Crème Brûlée French Toast

Rich, custardy, and topped with a crackly caramelized sugar crust, Crème Brûlée French Toast is the ultimate brunch upgrade. It tastes fancy, but it’s surprisingly easy—perfect for weekends, holidays, or when you want to seriously impress.

 

What Makes It Special?

 

Unlike classic French toast, this version is baked, not pan-fried, and finished with a crème brûlée–style caramel top. Think soft vanilla custard inside, crunchy sugar shell on top. Heaven.

 

Ingredients (Serves 4–6)

 

For the caramel base

 

½ cup unsalted butter

 

1 cup brown sugar

 

2 tbsp maple syrup or corn syrup

 

For the French toast

 

1 loaf brioche or challah bread (slightly stale works best)

 

5 large eggs

 

1½ cups heavy cream (or half-and-half)

 

1 tsp vanilla extract

 

1 tsp cinnamon

 

¼ tsp nutmeg

 

Pinch of salt

 

For the brûlée topping

 

¼–⅓ cup granulated sugar

 

Instructions

1. Make the Caramel Base

 

Preheat oven to 350°F (175°C).

 

In a saucepan, melt butter with brown sugar and syrup over medium heat.

 

Stir until smooth and bubbly (about 3–4 minutes).

 

Pour evenly into a greased 9×13-inch baking dish.

 

2. Add the Bread

 

Slice bread thickly (about 1–1½ inches).

 

Arrange slices tightly over the caramel layer.

 

3. Prepare the Custard

 

Whisk eggs, cream, vanilla, cinnamon, nutmeg, and salt.

 

Slowly pour over the bread, making sure all slices are soaked.

 

Gently press bread down to absorb the custard.

 

Optional but recommended:

Cover and refrigerate overnight for extra-rich texture.

 

4. Bake

 

Bake uncovered for 35–40 minutes, until puffed and golden.

 

5. Brûlée the Top

 

Sprinkle granulated sugar evenly over the baked French toast.

 

Use a kitchen torch to caramelize until deep golden and crackly.

No torch?

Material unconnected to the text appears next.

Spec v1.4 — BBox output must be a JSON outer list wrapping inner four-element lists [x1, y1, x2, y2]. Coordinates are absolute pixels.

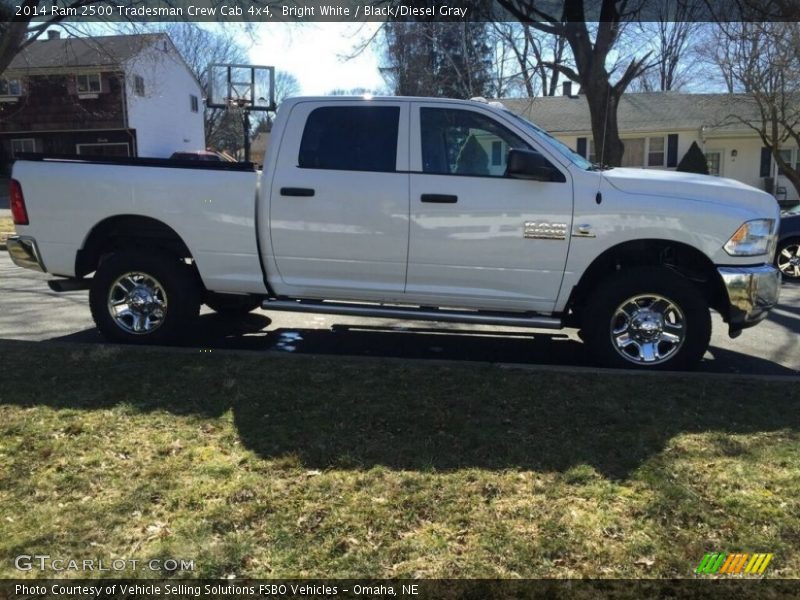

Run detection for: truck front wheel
[[89, 251, 200, 344], [582, 267, 711, 369]]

Place under the broiler for 1–2 minutes—watch closely!

 

Serving Ideas 🥞

 

Fresh berries or sliced bananas

 

Light dusting of powdered sugar

 

Whipped cream or crème fraîche

 

Crispy bacon or sausage on the side

 

Pro Tips

 

Brioche > regular bread (trust me).

 

Don’t rush the caramel—smooth is key.

 

Let it rest 5 minutes before serving so the custard sets.